Jeff Hodges: I was recruited after Bob Aman of FeedTools fame saw me hyping my translation of Mark Pilgrim’s FeedParser from Python to Ruby, and thought it was pretty good. The translation, of course, is called rFeedParser and it really is pretty good. I’ll have a post on that soon. First, I want to fix the silly options bugs that I was turned on to a little while ago.
Seeing if there is some synergy with the html5lib ruby port, or at least see if they can standardize on some common dependencies. But beyond that if there are things of common utility in rFeedParser, putting such code in html5lib may allow more people to befit from such.
Making the FeedParser tests less Python specific. Jeff cites one specific already: dates stored as 9-tuples. It would be trivial to change the tests to use a function like feeddate(...) which in Python is implemented as an identity function, but enables other languages to put in their own transformation.
Heh, don’t worry about not having seen it. It was just dumb luck Bob happened to be in the chat at the same time I was dropping information about it in #ruby on freenode.net. I rarely mentioned it anywhere while I got it somewhere near stable. Bob was only really paying attention because he and I had emails back and forth with him when he was still developing FeedTools.
You might be interested to know that I just wrote a way-too-big post detailing some aspects of rfeedparser. So, there’s that.
The feeddate() idea is great and I’ll have py2rtime renamed to that in a later release (while keeping py2rtime as an alias for a while).
The “\unn” and “\unnnn” format for non-ASCII characters in Python (along with u'' and u"") provide special challenges to someone trying to work with the tests and careful thought would have to go into “fixing” it. While the character-encodings gem rovides a u'' sort-of-work-a-like, it certainly doesn’t interpret the “\unn” or “\unnnn” as hex codes.
There are other Python specific bits in the tests I didn’t mention in that large post, such as 1 and 0 being true and false, len(), None instead of nil, the use of tuples instead of lists, triple quoted strings, and the differences in syntax between dicts and Hashes. Pretty much every Regexp in scrape_assertion_string in rfeedparsertest.rb is a possible “issue”.
The None/nil, and len() problems can be solved by simply writing up a spec saying “we expect an reference called None that is acted on like ‘nil’ in Ruby and ‘None’ in Python, yadda yadda”. The rest, though, will require more changes to the actual unit tests similar to the feeddate() idea. All this assumes Mark is up for it, of course.
I tried to get a hold of him a couple of months ago trying to figure exactly which license feedparser was under (or even if it had a name), but it looks like my email fell into a black hole. As a result, I don’t have a good way of reaching him. (Considering how often I see him here, it might be this very comment thread..)

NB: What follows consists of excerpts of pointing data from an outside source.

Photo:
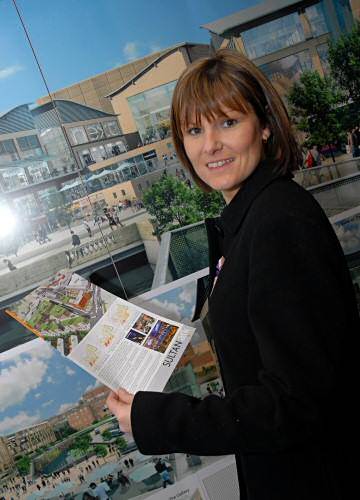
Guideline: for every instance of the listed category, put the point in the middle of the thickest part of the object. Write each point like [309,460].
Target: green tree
[121,443]
[100,450]
[344,59]
[82,443]
[106,435]
[172,204]
[314,104]
[208,204]
[23,465]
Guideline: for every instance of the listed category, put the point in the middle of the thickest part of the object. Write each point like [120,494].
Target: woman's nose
[212,141]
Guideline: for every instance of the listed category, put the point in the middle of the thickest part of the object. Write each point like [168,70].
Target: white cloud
[93,386]
[48,403]
[168,309]
[64,407]
[20,421]
[155,47]
[188,294]
[131,51]
[18,379]
[43,350]
[10,71]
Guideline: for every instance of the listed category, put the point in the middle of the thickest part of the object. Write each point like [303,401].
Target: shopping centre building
[285,37]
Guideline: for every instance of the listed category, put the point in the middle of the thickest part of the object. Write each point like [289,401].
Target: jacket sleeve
[296,306]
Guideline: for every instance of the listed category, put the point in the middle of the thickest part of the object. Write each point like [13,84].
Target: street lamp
[8,222]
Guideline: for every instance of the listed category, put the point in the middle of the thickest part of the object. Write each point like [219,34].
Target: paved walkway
[61,241]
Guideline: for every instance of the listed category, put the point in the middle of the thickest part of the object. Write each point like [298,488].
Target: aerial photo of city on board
[62,311]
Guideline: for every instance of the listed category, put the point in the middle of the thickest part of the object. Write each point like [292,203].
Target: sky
[36,383]
[76,39]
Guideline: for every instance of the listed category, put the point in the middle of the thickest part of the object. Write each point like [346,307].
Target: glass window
[27,205]
[111,129]
[14,178]
[273,36]
[316,17]
[151,110]
[28,142]
[285,71]
[8,150]
[95,132]
[98,153]
[323,51]
[77,135]
[39,172]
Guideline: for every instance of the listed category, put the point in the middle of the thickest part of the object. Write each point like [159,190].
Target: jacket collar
[234,213]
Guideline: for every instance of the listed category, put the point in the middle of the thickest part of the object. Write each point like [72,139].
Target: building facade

Oh, and if you happen to know anyone who knows anything at all about iconv and how it expects encodings to be written, feel free to point them in my direction. I’m seriously considering writing up a “standard” iconv-encodings package so that rfp can actually work consistently across OS X, Linux, etc. but this is deep dark magic to me. I got as far as trying to follow the Ubuntu/Debian build of glibc to see where everything came together, with no luck. It looks like I might be tilting at windmills.
My bad. I meant to send you a link Sam, since I knew you’d be
interested, but I was busy getting stuff sorted for my trip to Africa,
and it slipped my mind somehow. Samahani!
Incidentally, it’s not so much that I stopped working on FeedTools as
it is that I started working on a different parser in C instead.
(Which is why I keep cheering anytime someone considers writing a tag
soup or html5lib port for C.) But basically everything code-wise is
on hold until I’m back State-side.
URI::Template 0.08_02 should be hitting CPAN shortly. This release conforms to the latest uri-template spec released this month. I’ve always been interested in portable/generalized test suites. Sam Ruby mentions that he’d like to see...
Nice post and I’m using it nice in Ubuntu. But my VPS is CentOS. Have you installed in a CentOS box? I don’t know how to install sudo apt-get install libxml-parser-ruby1.8 in CentOS. The package is not found.